The current News of the World Darts Championship winner Ivor Hodgkinson entered the tournament but was beaten in the first round by Frank Crolla.

The tournament featured several internationally capped darts players. Winner O'Regan played for both England and Ireland before becoming captain of Ireland. Willie Etherington, Ron Church and Des Stabb represented England, Bob Whyte represented Scotland,Alan Evans and Tony Ridler played for Wales and George Foster & John Kelly represented Australia.

==1974 Indoor League Men's Darts Championship Results==

Doug Priestner, hit a 180 with his first three darts in the competition. He played with John Craine represented of Isle of Man and Steve Rollings represented of South Africa.

==1975 Indoor League Men's Darts Championship Results==

For the second year running Doug Priestner, hit a 180 with his first three darts in the competition. Cliff Inglis, hit back-to-back 180s in one of his matches.

==1976 Indoor League Men's Darts World Championship Results==

In the 1976 Indoor League men's darts World Championship players were redrawn after each round. And the draw above reflects this.

==1977 Indoor League Men's Darts World Championship Results==

Reigning champion Leighton Rees was unavailable at the time of filming the competition due to him touring Australasia doing dart exhibitions.
In the 1977 Indoor League men's darts World Championship players were redrawn after each round.
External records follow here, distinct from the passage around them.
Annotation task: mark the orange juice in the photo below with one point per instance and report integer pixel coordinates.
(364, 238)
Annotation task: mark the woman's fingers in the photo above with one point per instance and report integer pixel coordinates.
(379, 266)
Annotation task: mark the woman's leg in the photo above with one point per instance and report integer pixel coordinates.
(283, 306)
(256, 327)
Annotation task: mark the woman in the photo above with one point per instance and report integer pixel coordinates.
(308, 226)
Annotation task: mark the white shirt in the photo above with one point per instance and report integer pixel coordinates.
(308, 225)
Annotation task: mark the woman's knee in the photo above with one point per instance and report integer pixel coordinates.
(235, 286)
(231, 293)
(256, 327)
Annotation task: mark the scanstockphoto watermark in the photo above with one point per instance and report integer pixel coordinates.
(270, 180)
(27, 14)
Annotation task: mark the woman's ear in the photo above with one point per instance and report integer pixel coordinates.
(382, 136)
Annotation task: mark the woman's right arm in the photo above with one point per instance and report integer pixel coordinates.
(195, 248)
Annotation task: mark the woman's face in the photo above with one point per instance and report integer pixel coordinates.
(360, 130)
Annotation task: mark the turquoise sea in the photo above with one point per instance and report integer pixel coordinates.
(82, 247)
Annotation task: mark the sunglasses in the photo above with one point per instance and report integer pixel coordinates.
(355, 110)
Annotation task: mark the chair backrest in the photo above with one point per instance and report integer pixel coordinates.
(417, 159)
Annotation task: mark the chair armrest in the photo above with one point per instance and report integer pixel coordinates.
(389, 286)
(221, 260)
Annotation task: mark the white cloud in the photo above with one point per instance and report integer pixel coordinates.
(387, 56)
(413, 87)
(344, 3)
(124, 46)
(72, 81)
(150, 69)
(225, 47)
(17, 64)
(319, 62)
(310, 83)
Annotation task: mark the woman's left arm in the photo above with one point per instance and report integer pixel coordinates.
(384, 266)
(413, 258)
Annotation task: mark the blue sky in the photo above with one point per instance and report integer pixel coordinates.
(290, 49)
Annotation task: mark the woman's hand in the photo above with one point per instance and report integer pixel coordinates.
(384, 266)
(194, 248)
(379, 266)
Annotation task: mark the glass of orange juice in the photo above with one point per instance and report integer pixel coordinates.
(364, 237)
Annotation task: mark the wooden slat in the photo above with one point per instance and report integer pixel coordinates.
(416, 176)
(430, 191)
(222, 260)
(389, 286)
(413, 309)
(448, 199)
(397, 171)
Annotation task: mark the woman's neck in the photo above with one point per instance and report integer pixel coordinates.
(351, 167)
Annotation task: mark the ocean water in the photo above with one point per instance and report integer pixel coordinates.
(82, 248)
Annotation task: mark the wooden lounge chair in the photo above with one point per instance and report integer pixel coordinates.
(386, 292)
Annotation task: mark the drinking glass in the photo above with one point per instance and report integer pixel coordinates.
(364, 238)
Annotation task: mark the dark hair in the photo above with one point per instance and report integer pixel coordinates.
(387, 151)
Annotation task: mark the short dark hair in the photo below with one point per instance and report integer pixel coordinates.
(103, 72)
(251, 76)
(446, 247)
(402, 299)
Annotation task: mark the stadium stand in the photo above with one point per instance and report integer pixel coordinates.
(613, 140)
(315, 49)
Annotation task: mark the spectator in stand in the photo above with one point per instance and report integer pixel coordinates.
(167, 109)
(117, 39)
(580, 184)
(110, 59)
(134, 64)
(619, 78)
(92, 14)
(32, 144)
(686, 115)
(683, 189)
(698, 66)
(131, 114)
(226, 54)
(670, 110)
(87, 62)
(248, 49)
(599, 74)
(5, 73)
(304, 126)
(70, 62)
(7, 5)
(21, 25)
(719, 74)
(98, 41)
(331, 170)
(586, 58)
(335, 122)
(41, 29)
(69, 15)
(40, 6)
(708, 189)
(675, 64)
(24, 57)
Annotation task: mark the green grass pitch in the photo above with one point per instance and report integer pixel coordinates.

And the draw above reflects this.

==1977 Indoor League Mixed Pairs Darts World Championship Results==

During the second semi-final, Peter Chapman become the first player to hit a televised 180 in a mixed pairs game, and Sandra Gibb scored the first ever televised 180 scored by a female player.

The semi-finals and final in this mixed pairs competition were the best of five legs of 701.